Ferenc "Frankie" Zoltán Molnár (February 14, 1943 – May 20, 1967) was a United States Army soldier of Hungarian descent and a recipient of the United States military's highest decoration—the Medal of Honor—for his actions in the Vietnam War. Frankie and Zoli are nicknames of Ferenc and Zoltán, respectively.

==Biography==
Molnár joined the Army from Fresno, California in 1962, and by May 20, 1967, was serving as a staff sergeant in Company B, 1st Battalion, 8th Infantry Regiment, 4th Infantry Division. During an enemy assault on that day during Operation Francis Marion in Kontum Province, South Vietnam, Molnár organized his squad's defense and, when a grenade landed among them, smothered the blast with his body at the expense of his life.
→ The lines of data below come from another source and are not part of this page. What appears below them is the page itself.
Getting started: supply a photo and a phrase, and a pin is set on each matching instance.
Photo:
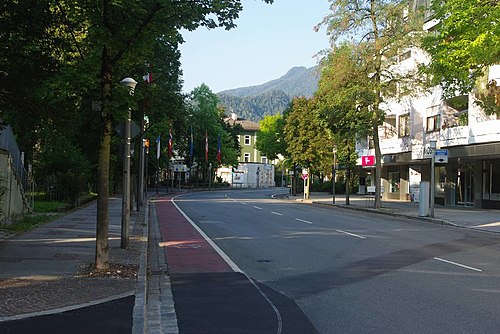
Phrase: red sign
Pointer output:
(367, 160)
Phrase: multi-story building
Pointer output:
(467, 140)
(254, 170)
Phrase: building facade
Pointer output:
(254, 170)
(467, 170)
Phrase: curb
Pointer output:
(432, 220)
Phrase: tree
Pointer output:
(342, 99)
(270, 138)
(87, 47)
(207, 121)
(122, 32)
(462, 46)
(309, 141)
(382, 30)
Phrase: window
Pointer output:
(433, 123)
(394, 182)
(404, 126)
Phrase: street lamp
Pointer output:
(334, 168)
(432, 187)
(130, 84)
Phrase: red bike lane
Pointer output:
(209, 296)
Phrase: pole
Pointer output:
(209, 176)
(126, 185)
(126, 203)
(432, 187)
(140, 178)
(157, 175)
(334, 170)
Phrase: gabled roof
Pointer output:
(245, 124)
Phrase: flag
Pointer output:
(206, 146)
(170, 143)
(148, 77)
(219, 153)
(158, 140)
(191, 145)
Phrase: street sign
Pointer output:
(441, 156)
(367, 160)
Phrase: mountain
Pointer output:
(272, 97)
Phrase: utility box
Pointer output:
(423, 199)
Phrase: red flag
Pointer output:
(206, 146)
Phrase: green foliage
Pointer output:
(309, 141)
(60, 167)
(464, 43)
(255, 108)
(27, 223)
(270, 138)
(298, 81)
(208, 119)
(46, 206)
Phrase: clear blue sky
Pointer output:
(268, 41)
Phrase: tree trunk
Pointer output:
(378, 165)
(102, 225)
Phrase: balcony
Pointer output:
(477, 133)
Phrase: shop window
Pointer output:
(433, 123)
(404, 126)
(394, 180)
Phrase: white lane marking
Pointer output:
(304, 221)
(351, 234)
(457, 264)
(233, 266)
(210, 242)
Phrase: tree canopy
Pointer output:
(463, 44)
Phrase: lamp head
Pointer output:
(130, 83)
(432, 143)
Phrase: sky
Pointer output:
(267, 42)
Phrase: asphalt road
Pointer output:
(352, 272)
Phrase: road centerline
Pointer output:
(457, 264)
(351, 234)
(304, 221)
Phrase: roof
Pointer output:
(245, 124)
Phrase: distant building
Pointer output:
(466, 138)
(254, 170)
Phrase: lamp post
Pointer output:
(432, 187)
(130, 84)
(334, 169)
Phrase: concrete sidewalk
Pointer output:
(48, 270)
(482, 219)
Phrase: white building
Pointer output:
(470, 137)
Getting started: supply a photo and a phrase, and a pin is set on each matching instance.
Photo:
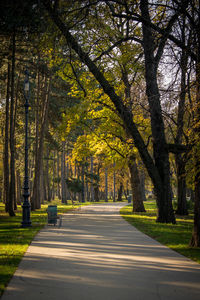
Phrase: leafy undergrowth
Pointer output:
(176, 237)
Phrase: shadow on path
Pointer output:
(97, 255)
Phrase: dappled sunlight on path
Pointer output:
(97, 255)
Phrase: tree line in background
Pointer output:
(114, 102)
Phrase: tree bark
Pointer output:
(63, 182)
(160, 152)
(36, 200)
(6, 145)
(12, 191)
(138, 205)
(120, 190)
(158, 173)
(195, 240)
(106, 184)
(181, 159)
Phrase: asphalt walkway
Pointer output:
(96, 255)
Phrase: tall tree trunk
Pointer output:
(83, 183)
(19, 187)
(137, 196)
(36, 200)
(92, 180)
(12, 191)
(106, 184)
(54, 172)
(6, 145)
(158, 173)
(114, 184)
(63, 182)
(180, 159)
(195, 240)
(160, 152)
(142, 183)
(120, 190)
(58, 176)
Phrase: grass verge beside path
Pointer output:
(176, 237)
(15, 240)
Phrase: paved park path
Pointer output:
(96, 255)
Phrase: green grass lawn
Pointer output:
(15, 240)
(176, 237)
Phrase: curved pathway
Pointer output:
(96, 255)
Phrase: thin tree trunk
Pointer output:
(160, 152)
(6, 145)
(83, 183)
(36, 200)
(12, 138)
(195, 240)
(106, 184)
(19, 187)
(180, 159)
(92, 180)
(137, 196)
(158, 173)
(120, 190)
(114, 184)
(58, 176)
(63, 183)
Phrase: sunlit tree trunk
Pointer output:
(138, 205)
(12, 192)
(6, 145)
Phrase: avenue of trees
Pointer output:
(114, 102)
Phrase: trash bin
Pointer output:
(129, 198)
(52, 214)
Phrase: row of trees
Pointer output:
(90, 70)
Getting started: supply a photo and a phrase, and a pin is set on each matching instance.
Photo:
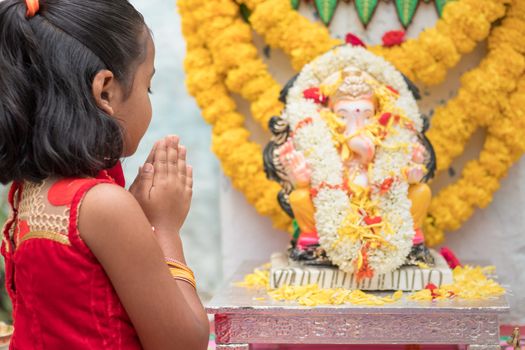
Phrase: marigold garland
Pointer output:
(244, 166)
(427, 58)
(222, 57)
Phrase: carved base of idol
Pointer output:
(285, 271)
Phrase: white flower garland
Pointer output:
(313, 139)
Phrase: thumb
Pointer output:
(144, 180)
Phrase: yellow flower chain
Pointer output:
(492, 96)
(464, 23)
(240, 158)
(222, 57)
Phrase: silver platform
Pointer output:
(248, 316)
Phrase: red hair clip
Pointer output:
(32, 7)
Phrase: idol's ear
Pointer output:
(104, 89)
(284, 92)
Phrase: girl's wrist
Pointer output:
(170, 243)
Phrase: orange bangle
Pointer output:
(183, 276)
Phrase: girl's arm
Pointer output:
(166, 313)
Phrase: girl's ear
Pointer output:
(104, 91)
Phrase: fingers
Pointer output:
(151, 155)
(189, 177)
(161, 162)
(141, 187)
(182, 161)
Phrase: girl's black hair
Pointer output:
(50, 124)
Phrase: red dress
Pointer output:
(62, 297)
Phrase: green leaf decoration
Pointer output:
(365, 10)
(406, 10)
(245, 12)
(440, 4)
(326, 10)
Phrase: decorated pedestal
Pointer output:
(248, 316)
(285, 271)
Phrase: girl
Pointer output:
(90, 265)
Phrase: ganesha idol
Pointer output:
(351, 156)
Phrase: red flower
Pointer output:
(316, 95)
(385, 118)
(450, 257)
(393, 38)
(354, 40)
(385, 186)
(373, 220)
(432, 288)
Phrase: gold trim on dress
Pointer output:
(53, 236)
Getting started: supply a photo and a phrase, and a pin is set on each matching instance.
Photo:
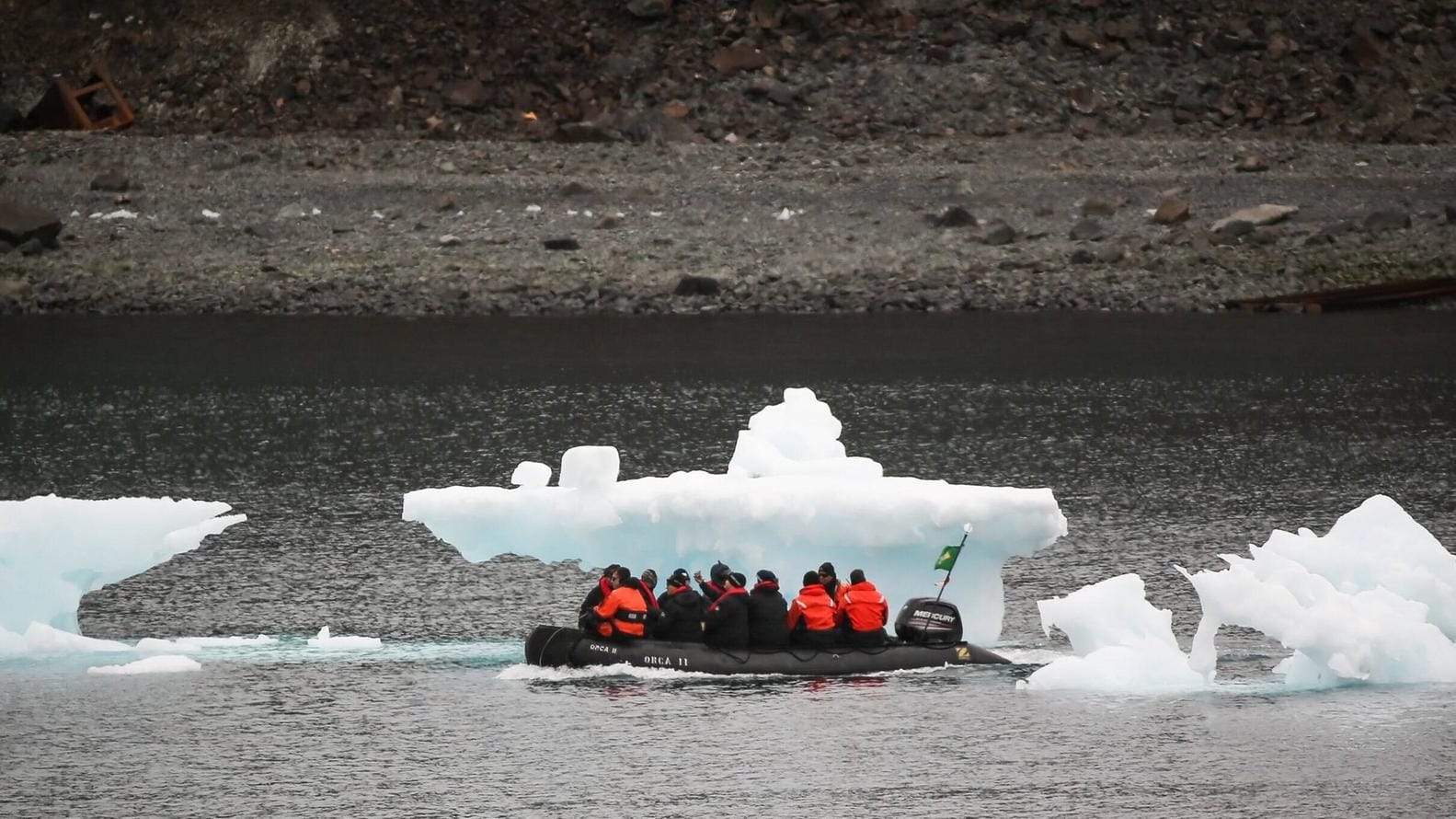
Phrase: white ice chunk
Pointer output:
(531, 474)
(784, 519)
(797, 437)
(350, 643)
(162, 663)
(194, 644)
(1375, 599)
(41, 639)
(1123, 643)
(590, 467)
(54, 549)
Molnár, aged 24 at his death, was buried in Highland Memory Gardens, Godby Heights, West Virginia.

==Medal of Honor citation==
Staff Sergeant Molnár's official Medal of Honor citation reads:

For conspicuous gallantry and intrepidity in action at the risk of his life above and beyond the call of duty. S/Sgt. Molnár distinguished himself while serving as a squad leader with Company B, during combat operations. Shortly after the battalion's defensive perimeter was established, it was hit by intense mortar fire as the prelude to a massive enemy night attack. S/Sgt. Molnár immediately left his sheltered location to insure the readiness of his squad to meet the attack. As he crawled through the position, he discovered a group of enemy soldiers closing in on his squad area. His accurate rifle fire killed 5 of the enemy and forced the remainder to flee. When the mortar fire stopped, the enemy attacked in a human wave supported by grenades, rockets, automatic weapons, and small-arms fire. After assisting to repel the first enemy assault, S/Sgt. Molnár found that his squad's ammunition and grenade supply was nearly expended. Again leaving the relative safety of his position, he crawled through intense enemy fire to secure additional ammunition and distribute it to his squad. He rejoined his men to beat back the renewed enemy onslaught, and he moved about his area providing medical aid and assisting in the evacuation of the wounded. With the help of several men, he was preparing to move a severely wounded soldier when an enemy hand grenade was thrown into the group. The first to see the grenade, S/Sgt. Molnár threw himself on it and absorbed the deadly blast to save his comrades. His demonstrated selflessness and inspirational leadership on the battlefield were a major factor in the successful defense of the American position and are in keeping with the finest traditions of the U.S. Army. S/Sgt. Molnár's actions reflect great credit upon himself, his unit, and the U.S. Army.